Partie de Rachel - Chapitre 12

62 8 11
                                    

[TW animaux morts]


Elle ignore si ça deviendra une habitude, mais ce matin, à huit heures, Athéna et elle partent se baigner. Le château se réveille doucement. Elles traversent les couloirs d'un pas vif. Les torches sont en train d'être remplacées. Par les fenêtres une aurore sublime se dessine. Elles ont hésité à l'admirer depuis la chambre, et ont décidé de ne pas attendre. Rachel a beaucoup à faire aujourd'hui. Maintenant que son autorité est définitivement reconnue, elle a beaucoup à gérer. Elle espère pouvoir compter sur Hector – mais Christian l'aidera plus sûrement. Le Valet a besoin de calme et de repos. Elle ne l'a pas revu depuis le banquet de la veille, qu'il a quitté bien plus tôt que tout le monde. Elle passera du temps avec lui aujourd'hui. Elle a l'habitude de le guérir d'un coup, c'est déchirant d'être aussi impuissante. De ne pas pouvoir bander sa blessure et faire en sorte qu'il ne boîte plus dès le lendemain. Elle ne peut que le distraire.

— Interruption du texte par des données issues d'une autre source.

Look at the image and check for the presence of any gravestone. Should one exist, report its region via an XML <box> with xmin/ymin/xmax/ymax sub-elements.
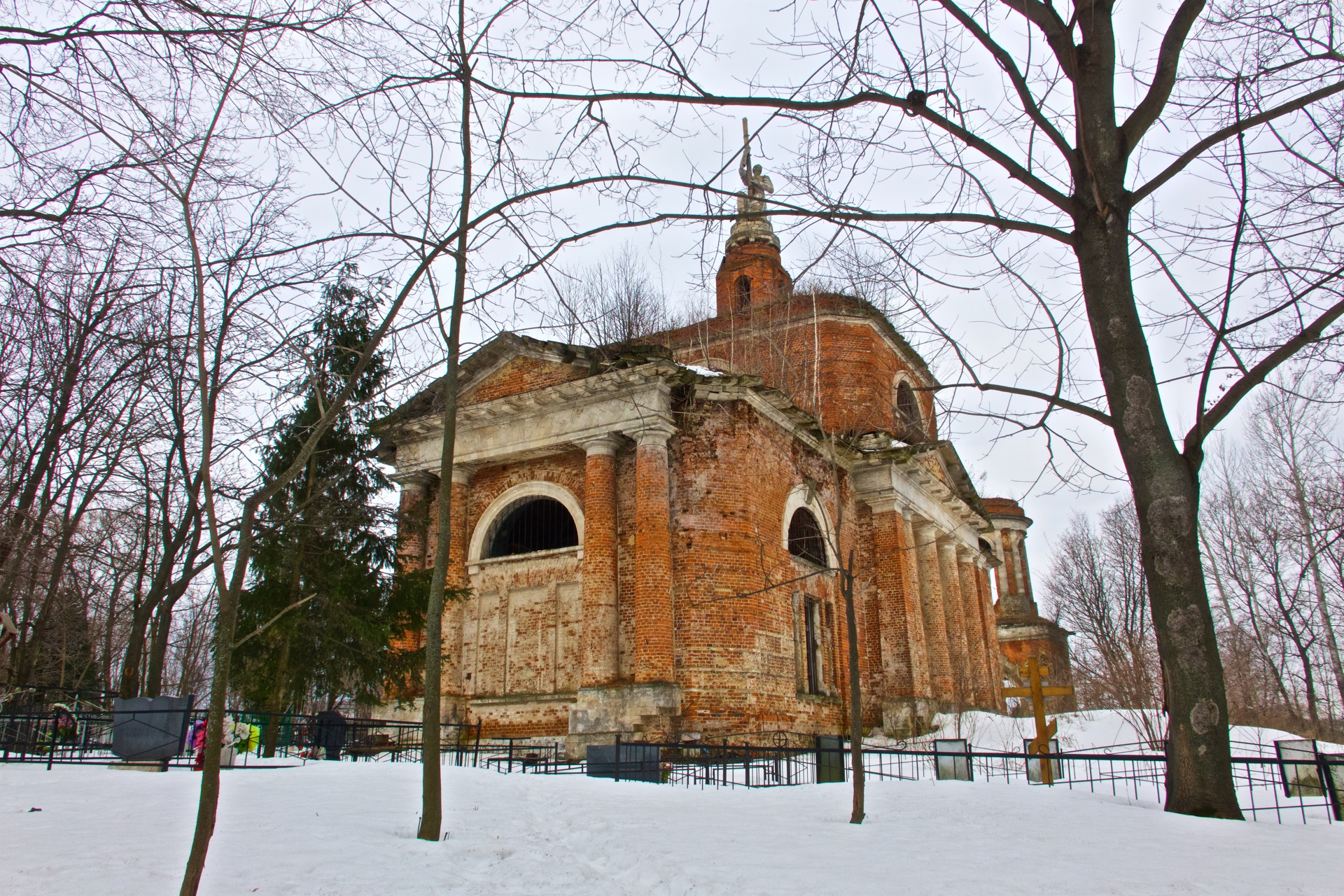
<box><xmin>1021</xmin><ymin>738</ymin><xmax>1065</xmax><ymax>785</ymax></box>
<box><xmin>586</xmin><ymin>744</ymin><xmax>663</xmax><ymax>785</ymax></box>
<box><xmin>313</xmin><ymin>709</ymin><xmax>345</xmax><ymax>759</ymax></box>
<box><xmin>932</xmin><ymin>738</ymin><xmax>970</xmax><ymax>780</ymax></box>
<box><xmin>111</xmin><ymin>696</ymin><xmax>193</xmax><ymax>763</ymax></box>
<box><xmin>817</xmin><ymin>735</ymin><xmax>844</xmax><ymax>785</ymax></box>
<box><xmin>1274</xmin><ymin>740</ymin><xmax>1325</xmax><ymax>797</ymax></box>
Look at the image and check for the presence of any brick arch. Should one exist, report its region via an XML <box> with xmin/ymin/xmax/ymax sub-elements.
<box><xmin>891</xmin><ymin>371</ymin><xmax>934</xmax><ymax>438</ymax></box>
<box><xmin>466</xmin><ymin>479</ymin><xmax>583</xmax><ymax>563</ymax></box>
<box><xmin>780</xmin><ymin>482</ymin><xmax>836</xmax><ymax>567</ymax></box>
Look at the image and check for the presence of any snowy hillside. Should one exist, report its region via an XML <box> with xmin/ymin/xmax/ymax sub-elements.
<box><xmin>0</xmin><ymin>735</ymin><xmax>1344</xmax><ymax>896</ymax></box>
<box><xmin>903</xmin><ymin>709</ymin><xmax>1344</xmax><ymax>756</ymax></box>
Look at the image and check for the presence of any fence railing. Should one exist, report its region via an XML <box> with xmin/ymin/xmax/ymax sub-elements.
<box><xmin>0</xmin><ymin>708</ymin><xmax>492</xmax><ymax>769</ymax></box>
<box><xmin>0</xmin><ymin>706</ymin><xmax>1344</xmax><ymax>823</ymax></box>
<box><xmin>526</xmin><ymin>735</ymin><xmax>1344</xmax><ymax>823</ymax></box>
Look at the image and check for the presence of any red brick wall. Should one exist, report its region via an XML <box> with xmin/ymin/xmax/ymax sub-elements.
<box><xmin>659</xmin><ymin>293</ymin><xmax>937</xmax><ymax>438</ymax></box>
<box><xmin>672</xmin><ymin>402</ymin><xmax>867</xmax><ymax>735</ymax></box>
<box><xmin>458</xmin><ymin>357</ymin><xmax>587</xmax><ymax>405</ymax></box>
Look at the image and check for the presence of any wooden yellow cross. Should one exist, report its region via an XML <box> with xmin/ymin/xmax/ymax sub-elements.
<box><xmin>1004</xmin><ymin>657</ymin><xmax>1074</xmax><ymax>785</ymax></box>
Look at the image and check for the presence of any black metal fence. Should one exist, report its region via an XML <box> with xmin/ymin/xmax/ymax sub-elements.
<box><xmin>0</xmin><ymin>701</ymin><xmax>1344</xmax><ymax>823</ymax></box>
<box><xmin>0</xmin><ymin>705</ymin><xmax>492</xmax><ymax>769</ymax></box>
<box><xmin>505</xmin><ymin>732</ymin><xmax>1344</xmax><ymax>823</ymax></box>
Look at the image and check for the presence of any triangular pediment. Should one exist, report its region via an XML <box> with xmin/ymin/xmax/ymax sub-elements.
<box><xmin>375</xmin><ymin>332</ymin><xmax>592</xmax><ymax>431</ymax></box>
<box><xmin>458</xmin><ymin>352</ymin><xmax>589</xmax><ymax>405</ymax></box>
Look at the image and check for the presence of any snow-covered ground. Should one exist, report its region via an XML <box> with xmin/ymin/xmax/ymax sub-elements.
<box><xmin>908</xmin><ymin>709</ymin><xmax>1344</xmax><ymax>757</ymax></box>
<box><xmin>0</xmin><ymin>762</ymin><xmax>1344</xmax><ymax>896</ymax></box>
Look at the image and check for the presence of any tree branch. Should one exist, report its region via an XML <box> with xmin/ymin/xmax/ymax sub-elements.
<box><xmin>1119</xmin><ymin>0</ymin><xmax>1204</xmax><ymax>156</ymax></box>
<box><xmin>1183</xmin><ymin>300</ymin><xmax>1344</xmax><ymax>466</ymax></box>
<box><xmin>234</xmin><ymin>591</ymin><xmax>317</xmax><ymax>650</ymax></box>
<box><xmin>1129</xmin><ymin>80</ymin><xmax>1344</xmax><ymax>206</ymax></box>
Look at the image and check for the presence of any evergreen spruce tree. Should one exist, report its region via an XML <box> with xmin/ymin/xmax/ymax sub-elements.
<box><xmin>235</xmin><ymin>266</ymin><xmax>424</xmax><ymax>754</ymax></box>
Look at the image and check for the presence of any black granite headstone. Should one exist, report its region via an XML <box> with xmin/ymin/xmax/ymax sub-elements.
<box><xmin>111</xmin><ymin>696</ymin><xmax>192</xmax><ymax>762</ymax></box>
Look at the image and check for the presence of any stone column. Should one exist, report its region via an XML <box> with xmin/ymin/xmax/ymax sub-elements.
<box><xmin>634</xmin><ymin>423</ymin><xmax>675</xmax><ymax>684</ymax></box>
<box><xmin>938</xmin><ymin>535</ymin><xmax>974</xmax><ymax>705</ymax></box>
<box><xmin>872</xmin><ymin>506</ymin><xmax>929</xmax><ymax>700</ymax></box>
<box><xmin>393</xmin><ymin>470</ymin><xmax>438</xmax><ymax>573</ymax></box>
<box><xmin>976</xmin><ymin>556</ymin><xmax>1005</xmax><ymax>712</ymax></box>
<box><xmin>441</xmin><ymin>466</ymin><xmax>475</xmax><ymax>722</ymax></box>
<box><xmin>872</xmin><ymin>503</ymin><xmax>930</xmax><ymax>736</ymax></box>
<box><xmin>957</xmin><ymin>545</ymin><xmax>993</xmax><ymax>709</ymax></box>
<box><xmin>910</xmin><ymin>520</ymin><xmax>954</xmax><ymax>703</ymax></box>
<box><xmin>580</xmin><ymin>435</ymin><xmax>620</xmax><ymax>688</ymax></box>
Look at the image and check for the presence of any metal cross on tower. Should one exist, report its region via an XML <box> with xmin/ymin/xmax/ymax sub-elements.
<box><xmin>1002</xmin><ymin>657</ymin><xmax>1074</xmax><ymax>785</ymax></box>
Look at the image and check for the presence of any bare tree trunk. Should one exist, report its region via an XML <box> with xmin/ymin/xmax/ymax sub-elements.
<box><xmin>1074</xmin><ymin>212</ymin><xmax>1242</xmax><ymax>818</ymax></box>
<box><xmin>415</xmin><ymin>7</ymin><xmax>472</xmax><ymax>841</ymax></box>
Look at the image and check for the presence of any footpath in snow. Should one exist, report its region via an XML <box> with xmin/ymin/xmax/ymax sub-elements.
<box><xmin>0</xmin><ymin>762</ymin><xmax>1344</xmax><ymax>896</ymax></box>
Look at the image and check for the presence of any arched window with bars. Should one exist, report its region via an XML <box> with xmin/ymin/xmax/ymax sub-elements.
<box><xmin>789</xmin><ymin>507</ymin><xmax>827</xmax><ymax>567</ymax></box>
<box><xmin>485</xmin><ymin>496</ymin><xmax>580</xmax><ymax>559</ymax></box>
<box><xmin>895</xmin><ymin>380</ymin><xmax>926</xmax><ymax>440</ymax></box>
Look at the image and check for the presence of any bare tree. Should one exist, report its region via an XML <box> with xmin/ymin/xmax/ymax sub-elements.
<box><xmin>1044</xmin><ymin>503</ymin><xmax>1166</xmax><ymax>746</ymax></box>
<box><xmin>485</xmin><ymin>0</ymin><xmax>1344</xmax><ymax>818</ymax></box>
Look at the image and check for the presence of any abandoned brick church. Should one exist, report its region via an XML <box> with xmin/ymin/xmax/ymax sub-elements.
<box><xmin>380</xmin><ymin>163</ymin><xmax>1068</xmax><ymax>752</ymax></box>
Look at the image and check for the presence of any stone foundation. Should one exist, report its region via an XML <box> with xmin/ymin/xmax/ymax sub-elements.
<box><xmin>564</xmin><ymin>681</ymin><xmax>681</xmax><ymax>757</ymax></box>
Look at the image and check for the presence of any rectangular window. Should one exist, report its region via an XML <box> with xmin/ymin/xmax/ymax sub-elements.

Elle laisse Athéna entrer en première et la rejoint plus tard. Il fait bien plus jour que la dernière fois. Une lumière dorée se déverse dans la salle. Elle fait miroiter l'eau et la faïence d'éclats vifs. Pour lui laisser un peu d'intimité, Athéna se détourne quand elle arrive, mais éclate de rire en l'entendant plonger entière dans la piscine. Rachel sourit au fond du bassin. Elle se propulse à la surface et retrouve Athéna. Elles nagent ensemble, font plusieurs fois le tour de la piscine, s'éloignent et reviennent vers l'autre. Elles discutent avec de longues pauses entre certaines phrases. C'est tout à fait paisible. Peu à peu le silence retombe. Fatiguée de bouger, Rachel s'accoude au rebord, et Athéna fait de même. Pareille à une sirène, elle se met à fredonner la chanson de la veille. Curieuse, Rachel s'enquiert :

– À qui pensez-vous en écrivant ces chansons ?

Elle hausse les épaules, détournant le regard avec une certaine pudeur.

– Je ne sais pas vraiment.

– Vous écrivez comme les mots vous viennent ?

– Je crois, oui. En fait je sais juste qu'il y a beaucoup de moi dedans.

Les joues d'Athéna se colorent d'un rose délicat, comme un écho aux roses du Jardin. Elle amène des fleurs partout où elle va – et Rachel a besoin d'exactement ça. Elle jette un coup d'œil derrière Athéna, là où est caché le carnet. Il est sûrement temps. Elle redoute un peu ce moment – après tout, l'eau est si douce, son murmure si soyeux, elle ne voudrait pas troubler l'atmosphère éthérée. Mais il est sûrement temps. Athéna doit savoir. Après leur promesse, après la chanson d'Athéna, encore une fois, elles se prouvent leur confiance. Elle n'avait jamais connu ça. C'est différent d'avec Hector, peut-être même plus fort. Un lien instinctif. Quelque chose d'unique de tracé entre elles. Qui ne cesse de s'embellir, encore et encore.


Elle lui a donné le carnet. La Dame tenait à lire. À atteindre comme Rachel ce point de non-retour. Quand elles se retrouveront ce soir, elles sauront toutes les deux les mêmes choses. À quel point les Rois les détestent. Elle espère qu'Athéna ira bien, mais si ce n'est pas le cas, elle sera là. Elle lui offrira la présence qu'elle, elle n'avait pas.

Elle attend devant les dortoirs des soldats qu'on lui amène Hector. Il arrive avec un air plus fantomatique que la veille. Elle parvient cependant à le convaincre de l'accompagner à l'extérieur du château. Elle a décidé de se rendre dans les élevages. Quelques naissances ont eu lieu, et elle veut s'assurer de la santé des animaux. Hector marche lentement, derrière elle, la tête baissée. Il ne parle pas – le silence entre eux est pesant. Elle ne songe qu'à le briser, mais renonce à évoquer un sujet léger.